The Cologne Mani-Codex (Codex Manichaicus Coloniensis) is a tiny parchment codex, dated on paleographical evidence to the fifth century AD, found near Asyut (the ancient Lycopolis) in Egypt. Measuring 4.5 × 3.8 cm, the codex is the smallest ancient book yet discovered. It contains a Greek text describing the life of Mani, the founder of the religion Manichaeism.

The codex became known via antique dealers in Cairo. It consisted of four deteriorated lumps of vellum the size of a palm, and was in very poor condition. It was purchased for the Institut für Altertumskunde at the University of Cologne in 1969, and two of its scientists, Albert Henrichs and Ludwig Koenen, produced a first report (1970) and the first edition of this ancient manuscript, hence known as the Cologne Mani-Codex, which they published in four articles in the Zeitschrift für Papyrologie und Epigraphik (1975–82). Many emendations and alternate readings were offered in the following decade, and it was found that some of the minute fragments associated with the codex could be successfully incorporated into the body of text.

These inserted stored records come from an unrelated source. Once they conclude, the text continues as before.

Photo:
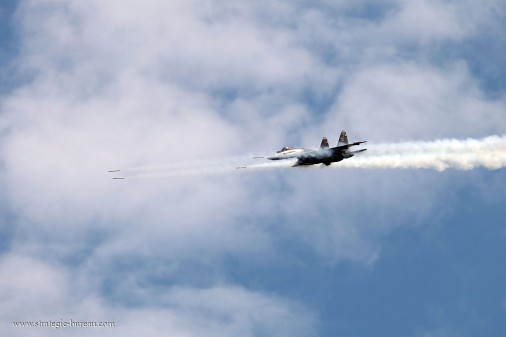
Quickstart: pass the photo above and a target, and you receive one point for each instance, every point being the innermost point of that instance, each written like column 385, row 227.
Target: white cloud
column 128, row 83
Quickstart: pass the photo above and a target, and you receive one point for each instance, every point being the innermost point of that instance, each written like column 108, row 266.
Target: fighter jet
column 325, row 155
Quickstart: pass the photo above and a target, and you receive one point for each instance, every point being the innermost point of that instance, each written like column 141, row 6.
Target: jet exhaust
column 489, row 152
column 467, row 154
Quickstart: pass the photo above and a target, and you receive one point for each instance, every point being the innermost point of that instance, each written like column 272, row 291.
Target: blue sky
column 95, row 85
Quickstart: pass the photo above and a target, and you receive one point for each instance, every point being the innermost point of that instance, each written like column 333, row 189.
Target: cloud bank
column 101, row 85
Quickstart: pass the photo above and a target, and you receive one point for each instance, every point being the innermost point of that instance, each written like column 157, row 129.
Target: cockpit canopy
column 285, row 148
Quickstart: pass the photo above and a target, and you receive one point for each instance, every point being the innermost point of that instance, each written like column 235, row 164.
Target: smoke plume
column 489, row 152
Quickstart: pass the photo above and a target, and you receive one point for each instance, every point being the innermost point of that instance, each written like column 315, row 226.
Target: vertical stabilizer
column 343, row 139
column 325, row 143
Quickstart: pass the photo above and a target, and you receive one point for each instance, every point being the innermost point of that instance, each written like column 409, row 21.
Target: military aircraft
column 325, row 155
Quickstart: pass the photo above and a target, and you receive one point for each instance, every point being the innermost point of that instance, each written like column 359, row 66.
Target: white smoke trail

A second edition was published in 1988. Two symposia have been devoted to the codex, and their papers published: in Rende (Calabria) (1984) and in Cosenza (1988).

The text, which bears the ambiguous title On the Origin of His Body, recounts Mani's introduction to the Jewish-Christian Elkesaite baptising sect. Mani's teachings are revealed to him through his spiritual companion and celestial twin (his syzygos). The Greek text bears traces that demonstrate it had been translated from an Eastern Aramaic or Old Syriac original. The logoi of Mani himself are repeatedly cited. That it is a compilation from earlier texts is suggested by the names, apparently of teachers that head each section of the text.